The world is a smaller place now than ever before. Indeed, it’s incredibly simple to speak with people living on the other side of the world. Thanks to the rise of telecommunications, social media, and the internet in general, professionals now regularly collaborate with colleagues operating in other countries.
However, just because you can work with others in very remote locations, it doesn’t mean that doing so is exactly easy. Despite the myriad of tech advancements of the past 20 years, working with international partners can still be challenging. That’s why we’re going to share three tips that will help you work with your international cohorts effectively. Check them out here:
Get the Timing Right
This should go without saying, but it’s imperative that international co-workers understand the time differences between their two locations. It’s more than a little annoying to receive an email notification –– or worse, a phone call –– at 3 a.m. local time. Always be mindful of which time’s work best for your international colleagues and strive to restrict communications to “normal” business hours. Note, setting up a home office can help you take international calls at strange hours in the case of an emergency.

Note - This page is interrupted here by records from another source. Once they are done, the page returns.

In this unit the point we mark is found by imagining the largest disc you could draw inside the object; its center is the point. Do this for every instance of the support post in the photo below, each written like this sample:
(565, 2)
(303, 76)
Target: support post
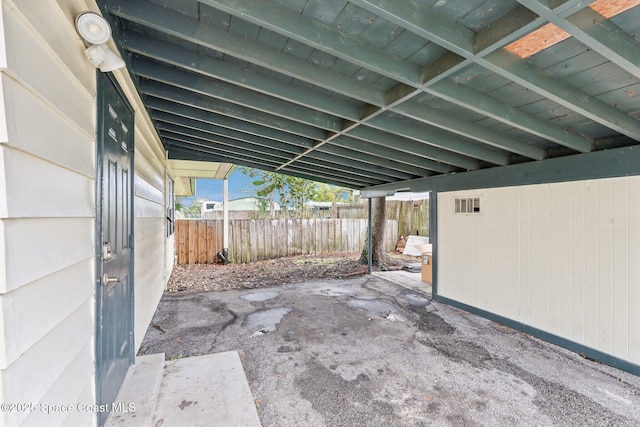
(369, 239)
(225, 218)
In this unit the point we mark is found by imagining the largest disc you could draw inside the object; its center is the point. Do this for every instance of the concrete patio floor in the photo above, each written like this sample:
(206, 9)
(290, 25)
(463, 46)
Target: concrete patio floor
(377, 351)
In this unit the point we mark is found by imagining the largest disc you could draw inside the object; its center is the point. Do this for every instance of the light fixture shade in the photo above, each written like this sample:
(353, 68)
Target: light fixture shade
(111, 61)
(104, 58)
(93, 28)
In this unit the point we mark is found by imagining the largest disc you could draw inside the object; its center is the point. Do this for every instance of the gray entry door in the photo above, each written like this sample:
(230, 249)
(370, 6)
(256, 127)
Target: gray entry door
(114, 296)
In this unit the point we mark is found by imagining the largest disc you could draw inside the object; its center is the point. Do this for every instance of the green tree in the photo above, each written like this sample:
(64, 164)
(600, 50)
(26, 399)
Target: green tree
(293, 192)
(194, 209)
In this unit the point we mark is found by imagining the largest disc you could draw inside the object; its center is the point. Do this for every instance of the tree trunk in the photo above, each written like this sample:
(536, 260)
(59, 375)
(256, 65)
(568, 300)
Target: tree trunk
(380, 257)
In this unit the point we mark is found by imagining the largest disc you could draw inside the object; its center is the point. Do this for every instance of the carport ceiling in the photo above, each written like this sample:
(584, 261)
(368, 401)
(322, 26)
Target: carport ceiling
(368, 93)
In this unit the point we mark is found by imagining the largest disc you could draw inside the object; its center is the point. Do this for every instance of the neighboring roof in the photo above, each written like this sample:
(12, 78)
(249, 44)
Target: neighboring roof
(387, 94)
(185, 172)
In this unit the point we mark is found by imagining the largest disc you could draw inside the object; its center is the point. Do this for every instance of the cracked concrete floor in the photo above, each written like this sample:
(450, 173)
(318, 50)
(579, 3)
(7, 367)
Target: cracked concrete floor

Cross the Language Barrier
English is a very common language. Around 1.5 billion people speak English –– or 20% of Earth’s population. Yet, it’s important to remember that over 300 million people who speak Engish aren’t native speakers. So even if someone speaks very good English, they may not have a grasp of obscure terms or local idioms. As such, always make it a point to avoid unnecessarily arcane or obtuse language. Doing so is a common courtesy.
Also, if you really want to go the extra mile, consider trying to learn another language to advance your career in business. Even gaining a basic understanding of another language can help win you the instant respect of international coworkers.
Don’t Make Assumptions
Any time you’re working with an international partner, it’s important that you do your homework about them. Don’t make assumptions about their branch’s needs, problems, or strengths. Different markets deal with different consumer bases, and it’s imperative that you make the effort to understand their issues before you connect with them. This might seem like an obvious step, but taking it could make all the difference.
As globalization increases, odds are more and more businesses will begin to introduce international divisions. Fortunately, whether you’re working to develop a new type of coag tube, or you’re planning a new marketing campaign, these three tips will help you coordinate with international employees effectively. Keep this blog handy moving forward –– you’ll be glad you did.